LBD: da Coco Chanel a Audrey Hepburn, storia del tubino nero

Da buon evergreen, non conosce età, moda o stagione ed è un indumento essenziale nell’armadio di ogni ragazza e donna.

Che lo chiamiate Little Black Dress (spesso abbreviato LBD), la Petite Robe Noire o scemarello, come era solito definirlo la giornalista Camilla Cederna, il tubino nero è uno dei capi-icona che hanno fatto la storia nel settore moda, ma anche quello del cinema.

Da buon evergreen, non conosce età, moda o stagione ed è un indumento essenziale nell’armadio di ogni ragazza e donna. Grazie alla sua versatilità e alla varietà dei modelli, permette ad ognuna di scegliere il suo e personalizzarlo secondo il proprio gusto e stile.

La storia del tubino nero inizia nel 1926 durante la ‘rivoluzione’ di Coco Chanel che gli dette il nome di Petite robe noire (vestitino nero) e lo ideò con l’intenzione di creare un abito che fosse comodo, in modo da adattarsi al fisico di ogni donna, e soprattutto portabile in ogni occasione.

Prima degli anni Venti indossare un abito nero fuori dal lutto, soprattutto durante il giorno, era considerato indecente e inopportuno.

Chanel, come aveva fatto con il tessuto in jersey, stravolse le tradizionali convenzioni sociali, facendo però breccia nel cuore delle donne, al punto che la rivista Vogue definì il tubino “una sorta di uniforme per ogni tipo di donna, a prescindere dal gusto e dallo stile personale”.

Successivamente, negli anni Cinquanta, l’era “New Look” di Christian Dior e i movimenti conservatori sorti nel dopoguerra, riportarono il tubino alle sue origini di uniforme e simbolo della donna pericolosa. Nel cinema i personaggi femminili fatali e particolarmente trasgressivi, infatti, indossavano spesso tubini neri, per creare un contrasto forte con il ritratto della donna-media, moglie, madre e casalinga.

La popolarità del tubino aumentò fino a diventare mito negli anni Sessanta, quando l’attrice Audrey Hepburn lo indossò nel celebre film Colazione da Tiffany. Quel particolare modello era un Givenchy ed è stato venduto all’asta da Christie’s per 410.000 sterline nel 2006.
Da quel momento il tubino si sganciò dalle convenzioni e iniziò a riscuotere consensi tra le masse, anche se un gruppo di detrattori rimaneva fermo sulle sue convinzioni.

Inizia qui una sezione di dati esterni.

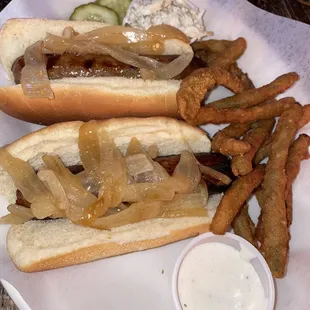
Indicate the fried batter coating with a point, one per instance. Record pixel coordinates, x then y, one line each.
276 233
263 152
259 230
228 56
305 116
243 225
234 198
263 111
298 151
242 164
196 85
225 142
246 81
255 96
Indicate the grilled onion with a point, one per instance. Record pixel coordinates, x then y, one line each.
34 79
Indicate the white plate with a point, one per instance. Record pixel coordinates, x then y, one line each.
143 280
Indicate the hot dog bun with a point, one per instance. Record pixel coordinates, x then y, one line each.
81 98
41 245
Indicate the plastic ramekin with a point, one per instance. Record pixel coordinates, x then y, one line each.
234 241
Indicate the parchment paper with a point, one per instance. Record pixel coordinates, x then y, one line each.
143 280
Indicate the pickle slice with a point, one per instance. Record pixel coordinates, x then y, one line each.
119 6
95 12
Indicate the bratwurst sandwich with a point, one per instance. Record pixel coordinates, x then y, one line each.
74 70
84 191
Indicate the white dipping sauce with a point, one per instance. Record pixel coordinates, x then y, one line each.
215 276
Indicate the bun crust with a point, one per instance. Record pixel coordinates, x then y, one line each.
68 244
93 98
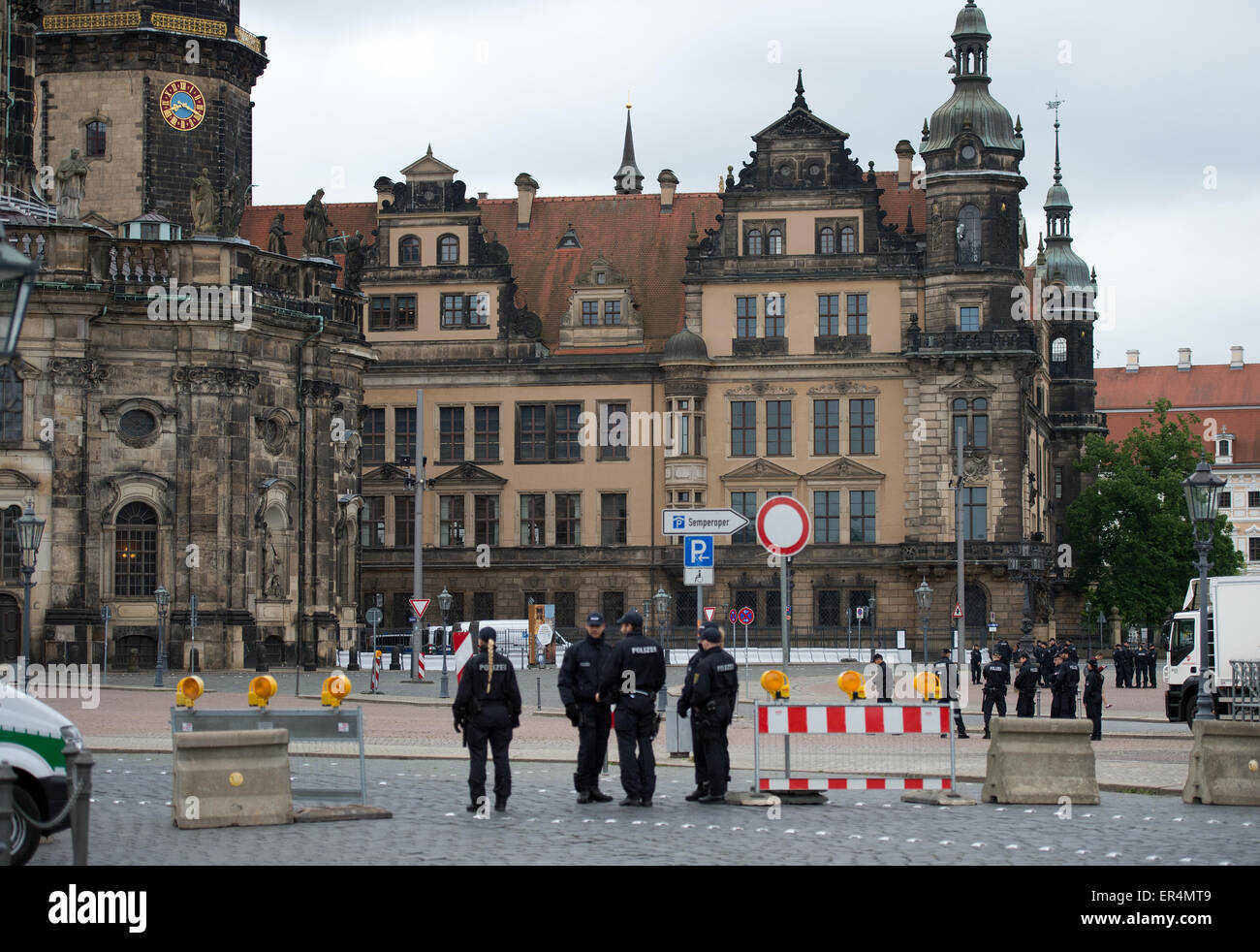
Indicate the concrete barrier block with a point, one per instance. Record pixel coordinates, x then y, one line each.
1034 760
232 778
1223 763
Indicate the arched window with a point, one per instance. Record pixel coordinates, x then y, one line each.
96 141
135 552
968 234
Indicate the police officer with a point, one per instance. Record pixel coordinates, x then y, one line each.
714 686
1092 697
634 674
948 674
579 682
684 704
1025 683
996 676
487 708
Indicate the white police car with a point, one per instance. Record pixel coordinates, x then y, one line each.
32 739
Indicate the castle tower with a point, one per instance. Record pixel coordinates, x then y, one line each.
150 95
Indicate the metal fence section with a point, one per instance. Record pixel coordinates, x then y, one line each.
856 746
1245 704
327 733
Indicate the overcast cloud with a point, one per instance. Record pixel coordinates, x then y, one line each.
1154 92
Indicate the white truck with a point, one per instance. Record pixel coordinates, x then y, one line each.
1234 621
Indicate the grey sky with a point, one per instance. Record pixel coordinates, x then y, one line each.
1154 92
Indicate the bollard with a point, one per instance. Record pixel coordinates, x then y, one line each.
8 778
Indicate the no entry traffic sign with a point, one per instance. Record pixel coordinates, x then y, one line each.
782 526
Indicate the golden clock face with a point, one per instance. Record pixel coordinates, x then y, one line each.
181 105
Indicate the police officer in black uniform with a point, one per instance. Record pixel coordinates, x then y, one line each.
1025 683
579 682
714 686
634 674
1092 697
996 676
684 704
487 708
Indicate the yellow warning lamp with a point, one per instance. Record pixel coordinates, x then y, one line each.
775 683
188 690
851 682
263 688
928 684
335 687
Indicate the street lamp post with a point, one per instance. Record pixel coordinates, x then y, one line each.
30 532
163 598
1202 491
444 602
924 598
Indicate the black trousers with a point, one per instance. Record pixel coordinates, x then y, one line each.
713 743
1094 712
991 699
494 725
635 720
592 745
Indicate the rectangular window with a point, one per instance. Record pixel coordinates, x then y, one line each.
450 434
861 427
861 516
975 514
373 449
743 428
568 520
404 432
777 428
404 521
486 434
613 519
533 520
486 512
827 516
744 504
828 314
827 428
744 317
450 526
856 313
372 523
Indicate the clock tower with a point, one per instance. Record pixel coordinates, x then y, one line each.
150 93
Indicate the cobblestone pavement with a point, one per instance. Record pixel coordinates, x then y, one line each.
131 826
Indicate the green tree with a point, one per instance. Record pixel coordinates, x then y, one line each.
1133 545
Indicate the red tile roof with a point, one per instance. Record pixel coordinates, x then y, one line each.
1210 391
634 236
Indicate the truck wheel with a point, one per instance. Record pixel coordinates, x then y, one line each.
23 838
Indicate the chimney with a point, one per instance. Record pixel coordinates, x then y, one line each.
905 153
668 184
525 191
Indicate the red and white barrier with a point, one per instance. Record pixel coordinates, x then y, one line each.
872 720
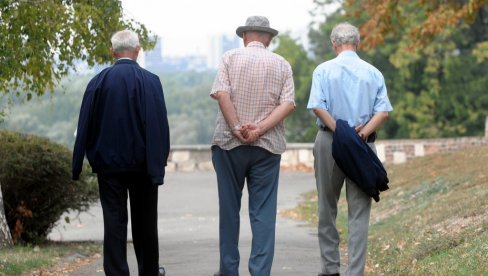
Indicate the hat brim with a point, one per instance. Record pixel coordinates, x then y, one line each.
240 30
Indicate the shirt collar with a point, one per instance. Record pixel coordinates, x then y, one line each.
256 44
348 53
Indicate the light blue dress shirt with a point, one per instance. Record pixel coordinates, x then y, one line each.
349 89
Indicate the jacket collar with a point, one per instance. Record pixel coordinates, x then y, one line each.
125 61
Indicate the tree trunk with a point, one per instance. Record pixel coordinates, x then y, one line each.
5 237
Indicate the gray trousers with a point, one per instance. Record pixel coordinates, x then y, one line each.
329 180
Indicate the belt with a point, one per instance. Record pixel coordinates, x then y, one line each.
371 138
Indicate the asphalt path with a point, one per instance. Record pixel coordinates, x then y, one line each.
188 228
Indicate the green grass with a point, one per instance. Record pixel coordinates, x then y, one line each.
432 221
20 260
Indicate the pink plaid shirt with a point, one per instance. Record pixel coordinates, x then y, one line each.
258 81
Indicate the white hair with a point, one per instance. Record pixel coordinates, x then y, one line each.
124 40
345 34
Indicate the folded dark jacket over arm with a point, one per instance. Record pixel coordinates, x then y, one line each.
358 161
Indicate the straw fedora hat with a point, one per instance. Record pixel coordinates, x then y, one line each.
257 24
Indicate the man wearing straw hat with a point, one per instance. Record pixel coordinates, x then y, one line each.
255 92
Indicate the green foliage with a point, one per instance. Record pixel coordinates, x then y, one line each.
432 221
35 177
191 111
43 40
437 90
40 259
53 115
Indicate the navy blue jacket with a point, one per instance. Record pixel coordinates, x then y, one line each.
123 124
358 161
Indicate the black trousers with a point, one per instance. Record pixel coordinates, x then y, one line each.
114 189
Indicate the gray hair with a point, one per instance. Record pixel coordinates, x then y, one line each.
345 34
125 40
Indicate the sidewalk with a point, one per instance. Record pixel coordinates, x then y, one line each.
188 228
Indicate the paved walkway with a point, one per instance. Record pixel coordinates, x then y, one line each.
188 228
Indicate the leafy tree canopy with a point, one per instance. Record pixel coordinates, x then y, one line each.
42 40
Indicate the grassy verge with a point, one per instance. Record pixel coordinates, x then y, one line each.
432 221
59 258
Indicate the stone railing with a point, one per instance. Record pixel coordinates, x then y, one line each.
299 155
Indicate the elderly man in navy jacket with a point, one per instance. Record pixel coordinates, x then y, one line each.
123 131
350 90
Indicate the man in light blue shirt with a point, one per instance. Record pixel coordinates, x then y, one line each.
353 90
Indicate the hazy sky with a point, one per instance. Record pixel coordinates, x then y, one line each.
186 24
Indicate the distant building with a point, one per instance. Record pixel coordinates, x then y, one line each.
157 61
219 45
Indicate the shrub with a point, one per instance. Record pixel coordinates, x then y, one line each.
35 177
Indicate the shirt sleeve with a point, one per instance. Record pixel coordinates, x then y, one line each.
318 94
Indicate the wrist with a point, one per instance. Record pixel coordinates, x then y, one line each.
236 127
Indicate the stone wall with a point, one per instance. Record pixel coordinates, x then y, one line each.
299 155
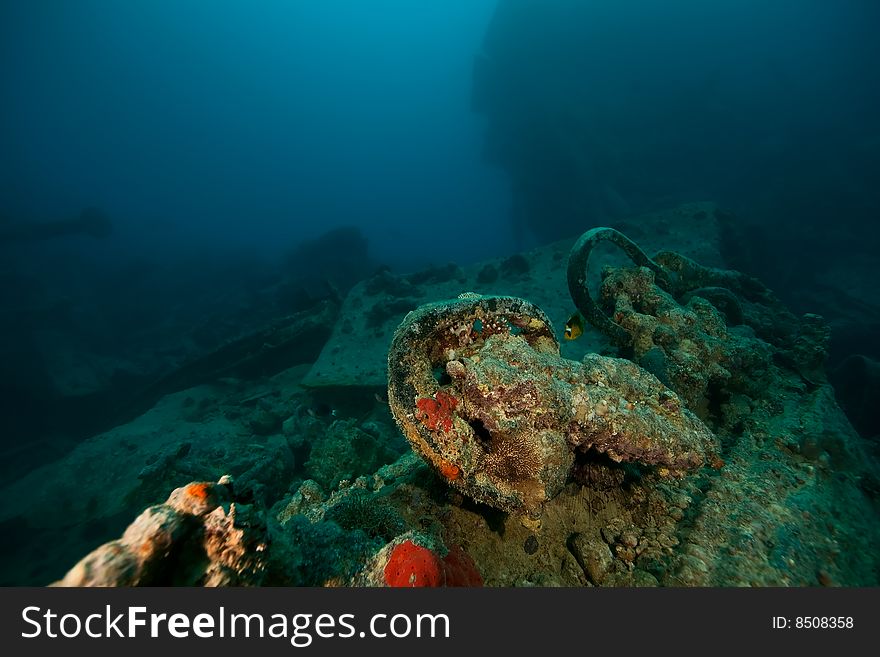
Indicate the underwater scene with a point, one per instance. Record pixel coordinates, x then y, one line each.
497 293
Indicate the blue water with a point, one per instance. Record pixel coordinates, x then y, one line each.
247 160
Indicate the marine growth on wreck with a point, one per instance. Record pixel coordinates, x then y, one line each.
704 447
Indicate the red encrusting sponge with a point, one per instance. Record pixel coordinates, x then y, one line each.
412 565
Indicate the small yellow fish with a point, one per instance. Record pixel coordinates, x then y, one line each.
574 327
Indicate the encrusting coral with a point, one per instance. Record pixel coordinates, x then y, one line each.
479 388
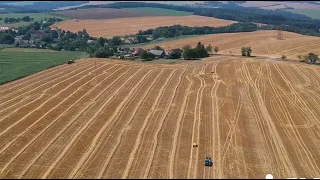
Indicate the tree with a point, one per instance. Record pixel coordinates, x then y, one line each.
54 34
283 57
101 41
141 39
313 58
104 53
26 18
175 54
145 55
209 48
201 51
216 49
243 51
246 51
299 57
47 38
158 48
6 38
26 37
116 41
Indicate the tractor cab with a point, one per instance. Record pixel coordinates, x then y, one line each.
207 161
70 61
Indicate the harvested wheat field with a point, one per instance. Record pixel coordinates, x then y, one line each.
127 26
133 120
102 13
263 43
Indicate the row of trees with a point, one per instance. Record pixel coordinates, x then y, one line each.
310 58
195 53
232 11
8 20
246 51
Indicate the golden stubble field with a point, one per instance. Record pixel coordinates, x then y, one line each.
262 43
127 26
133 120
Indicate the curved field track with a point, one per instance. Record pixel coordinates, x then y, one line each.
133 120
127 26
261 42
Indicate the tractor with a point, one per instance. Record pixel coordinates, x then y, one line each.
70 61
208 162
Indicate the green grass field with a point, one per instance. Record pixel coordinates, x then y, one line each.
313 13
36 16
20 64
160 11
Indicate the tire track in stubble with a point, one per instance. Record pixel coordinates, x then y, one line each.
122 132
95 143
36 76
296 133
215 121
4 148
70 123
155 138
138 139
54 79
43 93
44 103
66 148
276 143
177 130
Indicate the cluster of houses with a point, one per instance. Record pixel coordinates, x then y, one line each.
127 53
4 28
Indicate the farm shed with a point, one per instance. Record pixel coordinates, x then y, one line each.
137 52
158 53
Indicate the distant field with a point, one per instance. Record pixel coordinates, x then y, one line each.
36 16
14 49
20 64
277 5
164 40
102 13
161 11
313 13
127 26
263 43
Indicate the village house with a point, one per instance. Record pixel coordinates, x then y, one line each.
137 52
158 53
37 34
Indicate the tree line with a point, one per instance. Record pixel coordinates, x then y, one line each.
231 11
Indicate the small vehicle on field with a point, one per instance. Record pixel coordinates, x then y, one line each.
208 162
70 61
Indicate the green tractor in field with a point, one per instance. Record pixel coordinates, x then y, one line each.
71 62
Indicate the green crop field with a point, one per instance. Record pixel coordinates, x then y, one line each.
20 64
36 16
160 11
313 13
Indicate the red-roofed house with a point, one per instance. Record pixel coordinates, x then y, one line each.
137 52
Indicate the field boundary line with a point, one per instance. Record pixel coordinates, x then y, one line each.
151 112
155 138
74 138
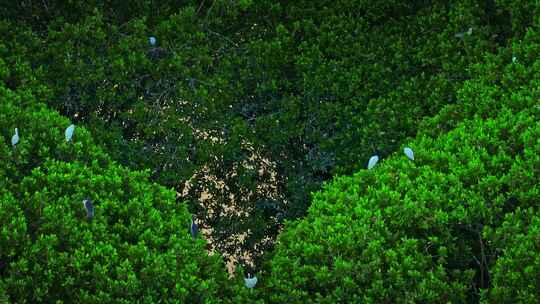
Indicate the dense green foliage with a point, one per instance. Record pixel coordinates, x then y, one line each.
458 224
245 110
269 99
136 248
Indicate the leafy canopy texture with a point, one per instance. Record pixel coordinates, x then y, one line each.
136 248
246 107
458 224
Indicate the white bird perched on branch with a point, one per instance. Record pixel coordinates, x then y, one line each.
15 138
373 161
89 208
408 151
194 229
250 282
69 132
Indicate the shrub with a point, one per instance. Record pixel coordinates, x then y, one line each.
137 248
456 225
299 91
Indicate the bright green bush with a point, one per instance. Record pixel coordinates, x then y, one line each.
314 87
456 225
136 249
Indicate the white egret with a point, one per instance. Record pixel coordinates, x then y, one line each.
15 138
373 161
69 132
194 229
408 151
250 282
89 208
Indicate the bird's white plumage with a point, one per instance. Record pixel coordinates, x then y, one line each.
250 282
69 132
408 151
15 137
373 161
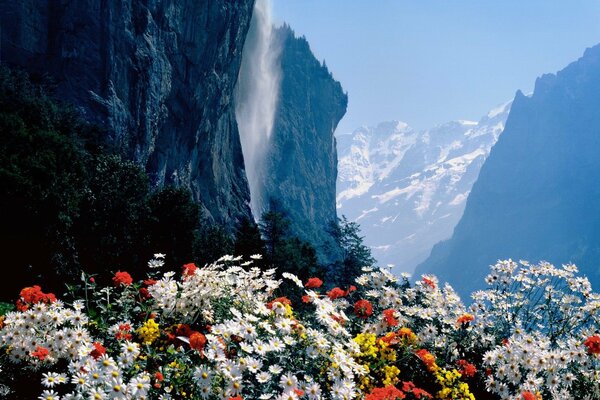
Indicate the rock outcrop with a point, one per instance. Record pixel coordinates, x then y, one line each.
301 166
159 76
537 194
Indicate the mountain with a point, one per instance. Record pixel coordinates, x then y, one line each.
301 164
159 76
538 192
408 189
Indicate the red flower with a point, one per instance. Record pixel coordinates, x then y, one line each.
390 320
98 351
387 393
465 319
427 358
122 278
283 300
335 293
593 344
197 341
123 333
32 295
429 282
40 353
313 283
363 309
410 387
145 294
527 395
466 368
189 270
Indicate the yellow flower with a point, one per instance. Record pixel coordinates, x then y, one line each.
148 332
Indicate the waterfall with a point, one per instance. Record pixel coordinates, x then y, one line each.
257 95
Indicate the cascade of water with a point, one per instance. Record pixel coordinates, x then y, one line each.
256 99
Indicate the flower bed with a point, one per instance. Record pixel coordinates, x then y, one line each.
227 331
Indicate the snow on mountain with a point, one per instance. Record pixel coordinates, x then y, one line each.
408 189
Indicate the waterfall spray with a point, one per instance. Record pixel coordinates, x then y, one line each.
256 99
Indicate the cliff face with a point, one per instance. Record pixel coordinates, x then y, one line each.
537 194
158 75
301 166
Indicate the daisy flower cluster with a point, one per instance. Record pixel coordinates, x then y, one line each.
547 321
232 331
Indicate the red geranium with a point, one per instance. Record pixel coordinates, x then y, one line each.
40 353
363 309
429 282
465 318
466 368
122 278
283 300
593 344
427 358
189 270
386 393
197 341
313 283
32 295
527 395
98 351
336 292
390 319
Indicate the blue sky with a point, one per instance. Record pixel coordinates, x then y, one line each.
427 62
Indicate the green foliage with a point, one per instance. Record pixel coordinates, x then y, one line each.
248 240
42 171
211 243
282 249
173 224
355 254
69 202
111 231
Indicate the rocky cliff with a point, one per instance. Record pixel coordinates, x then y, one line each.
408 189
158 75
301 165
537 194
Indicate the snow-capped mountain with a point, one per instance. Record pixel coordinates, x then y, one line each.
408 189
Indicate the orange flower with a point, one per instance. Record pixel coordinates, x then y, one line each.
429 282
122 278
336 292
40 353
313 283
527 395
189 270
407 334
98 351
593 344
32 295
390 319
386 393
363 309
427 358
466 368
197 341
283 300
465 318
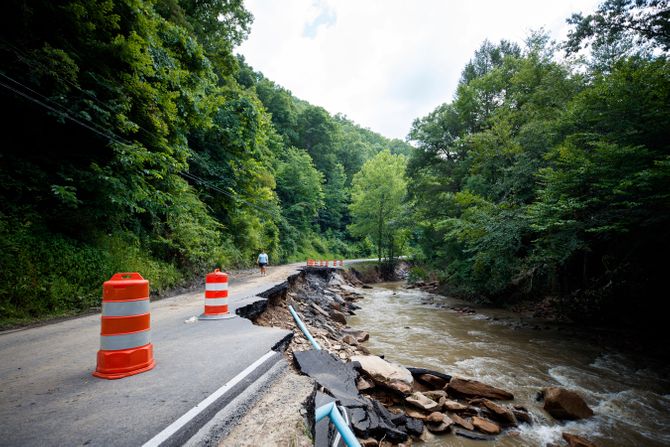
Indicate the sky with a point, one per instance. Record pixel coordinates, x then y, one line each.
384 63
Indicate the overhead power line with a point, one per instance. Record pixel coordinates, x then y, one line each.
66 113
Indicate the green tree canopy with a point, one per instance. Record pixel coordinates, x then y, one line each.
377 197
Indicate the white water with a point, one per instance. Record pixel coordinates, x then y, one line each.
629 396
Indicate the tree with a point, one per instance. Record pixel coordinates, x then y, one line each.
377 197
645 23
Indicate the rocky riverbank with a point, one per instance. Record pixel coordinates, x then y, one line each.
389 404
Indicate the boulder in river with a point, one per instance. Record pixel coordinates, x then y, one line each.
485 426
452 405
362 384
338 316
435 417
472 435
383 372
360 336
433 379
565 404
350 340
499 412
435 395
472 388
577 441
419 400
522 414
462 422
440 422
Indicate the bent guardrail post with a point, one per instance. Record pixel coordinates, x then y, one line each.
330 409
303 328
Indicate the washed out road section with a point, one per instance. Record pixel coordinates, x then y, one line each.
48 396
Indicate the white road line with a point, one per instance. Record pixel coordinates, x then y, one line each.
195 411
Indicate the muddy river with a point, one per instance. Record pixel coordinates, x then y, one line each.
630 394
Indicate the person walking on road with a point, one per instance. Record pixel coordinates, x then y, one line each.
262 262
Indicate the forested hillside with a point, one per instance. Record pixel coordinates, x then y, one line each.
135 140
549 176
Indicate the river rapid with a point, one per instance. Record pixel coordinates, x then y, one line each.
628 392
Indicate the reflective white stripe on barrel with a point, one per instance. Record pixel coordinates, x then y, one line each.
125 308
125 341
216 301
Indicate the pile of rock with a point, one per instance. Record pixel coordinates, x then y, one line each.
444 404
388 403
430 287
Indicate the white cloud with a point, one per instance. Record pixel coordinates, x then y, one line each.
384 63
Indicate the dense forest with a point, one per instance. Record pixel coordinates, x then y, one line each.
136 140
548 174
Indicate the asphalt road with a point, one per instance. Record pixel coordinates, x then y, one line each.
48 396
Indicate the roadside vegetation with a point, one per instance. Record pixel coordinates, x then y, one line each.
548 174
137 140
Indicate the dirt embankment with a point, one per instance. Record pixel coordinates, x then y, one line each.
388 404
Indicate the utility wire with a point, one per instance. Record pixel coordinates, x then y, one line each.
68 114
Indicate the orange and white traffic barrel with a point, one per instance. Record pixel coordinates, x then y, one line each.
216 297
125 335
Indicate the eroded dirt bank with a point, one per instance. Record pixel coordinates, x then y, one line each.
387 403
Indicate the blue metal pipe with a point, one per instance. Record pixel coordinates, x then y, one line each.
303 328
336 418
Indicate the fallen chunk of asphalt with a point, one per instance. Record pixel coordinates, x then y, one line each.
253 310
416 372
369 418
335 376
472 434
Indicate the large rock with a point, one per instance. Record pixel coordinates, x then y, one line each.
522 414
338 316
435 395
416 414
435 417
577 441
462 422
499 412
432 380
441 423
360 336
472 388
383 372
472 435
452 405
350 340
419 400
565 404
486 426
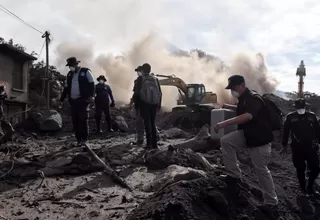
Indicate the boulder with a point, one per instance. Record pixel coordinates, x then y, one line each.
48 121
172 175
121 124
161 159
174 133
199 143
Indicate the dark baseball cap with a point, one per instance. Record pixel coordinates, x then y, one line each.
139 68
300 103
235 80
146 68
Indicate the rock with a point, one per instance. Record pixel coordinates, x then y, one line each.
48 121
59 162
174 133
200 143
161 159
172 175
120 124
218 202
82 158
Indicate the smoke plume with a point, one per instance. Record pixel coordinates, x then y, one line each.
213 73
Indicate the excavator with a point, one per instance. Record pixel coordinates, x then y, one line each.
192 96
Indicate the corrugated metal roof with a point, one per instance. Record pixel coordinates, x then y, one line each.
15 53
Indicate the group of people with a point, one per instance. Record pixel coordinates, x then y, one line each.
255 133
254 130
81 91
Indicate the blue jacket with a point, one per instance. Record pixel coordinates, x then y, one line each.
103 93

Tra gli anni ’80 e ’90 il tubino cominciò ad essere proposto in materiali, lunghezze e tessuti diversi. Oltre al classico modello nero al ginocchio, ne vennero creati tantissimi colorati, con o senza maniche, arricchiti ora da dettagli preziosi, ora da inserti di tessuti a contrasto e le lunghezze in circolazione cominciarono ad essere molteplici: dai modelli midi a quelli più rigorosi a metà polpaccio, fino a quelli più intriganti ben sopra il ginocchio.

Oltre a Audrey Hepburn, tanti altri personaggi pubblici hanno sfoggiato con orgoglio il loro tubino nero. Wallis Simpson, la Duchessa di Windsor, era conosciuta per la sua vasta collezione di tubini neri, che decorava con innumerevoli dettagli e accessori. Una delle sue più celebri citazioni recita: “When a little black dress is right, there is nothing else to wear in its place.” letteralmente “quando il tubino nero è adeguato, non c’è altro da indossare al suo posto”.
Anche Edith Piaf, l’icona francese della musica folk, si esibiva spesso indossando tubini neri. Per questa sua abitudine, la Piaf si guadagnò il soprannome di “little black sparrow”, ovvero piccolo passero nero.La rivista inglese Daily Mail ha pubblicato qualche tempo fa un sondaggio dal quale è risultato che secondo il 75% delle donne intervistate, il tubino è risultato essere il capo d’abbigliamento più importante nella storia della moda, persino davanti ai jeans ed al wonderbra.

A oggi il tubino nero è divenuto una consuetudine per quanto riguarda l’abbigliamento delle donne, sia in ambito casual, sia in ambito formale. La sua fama si è diffusa al tal punto che al tubino nero sono stati dedicati canzoni, libri e persino un profumo di Guerlain, che si chiama appunto “La petite robe noire”.